Em Janeiro, o governo regional anunciou um novo plano de austeridade para poupar mil milhões de euros. Os funcionários perderam metade dos seus suplementos salariais normalmente pagos pela região. “Os salários dos médicos diminuíram cerca de 600 euros, os dos enfermeiros e professores desceram até 300 euros”, resume o sindicalista.
A isto acresce-se o aumento dos impostos sobre o rendimento anunciado por Madrid. Para já não mencionar as reduções de salário que tinham sido impostas pelo anterior governo socialista. “Nós tínhamos já perdido 8% do salário em média em 2010, lembra‑nos o senhor Baggetto.” Todo o peso da crise assenta nos funcionários.»
Nos liceus, a atmosfera é ainda tensa: para a entrada do próximo ano escolar, os professores esperam um aumento do número de horas o que irá conduzir a uma redução do número de postos de trabalho temporários, já reduzido de 3.000 pessoas em 2010.
“Pedimos um sacrifício aos funcionários,” reconhece o Vice-Presidente da região, José Ciscar, em que sugere que a maior parte das medidas de austeridade ainda está para chegar. O governo regional pretende economizar cerca de 430 milhões pela “racionalização do sector da saúde” e deverá apresentar um novo plano “até ao valor de mil milhões de euros” para cumprir a meta de défice de 1,3% do PIB que as regiões tinham largamente ultrapassado em 2011. A nível nacional, o défice derrapou em 2011 para atingir os 8,5% do PIB em vez do valor esperado de 6%, suscitando novas chamadas de atenção de Bruxelas, terça-feira.
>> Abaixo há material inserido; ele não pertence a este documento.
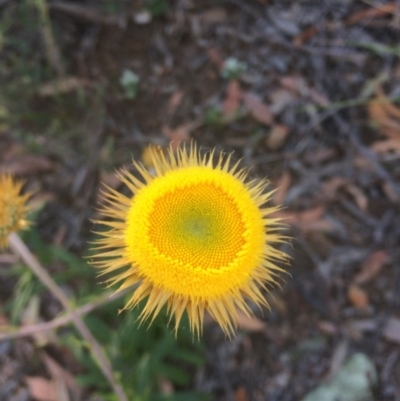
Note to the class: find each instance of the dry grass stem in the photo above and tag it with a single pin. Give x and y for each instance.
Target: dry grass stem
(18, 246)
Às medidas regionais acrescentam-se também as medidas do governo central. A reforma do mercado de trabalho, anunciada no final de Janeiro, inquieta particularmente os sindicatos porque abre a via aos despedimentos de maneira mais fácil e mais barata e à generalizada descida dos salários. “A sociedade de Valência não está disposta a negociar o Estado-Providência “, sublinha o secretário-geral da UGT, que não exclui o recurso muito próximo a uma greve geral em Valência e em toda a Espanha.
Os jovens, continuam as suas mobilizações, tendo como de fundo, um profundo mal‑estar.” Nós simplesmente queremos boas condições de aprendizagem”. Mesmo se não se sabe o que estudar porque aqui não há trabalho, explica Nerea, antes de concluir, desencantada: nós não temos futuro aqui.»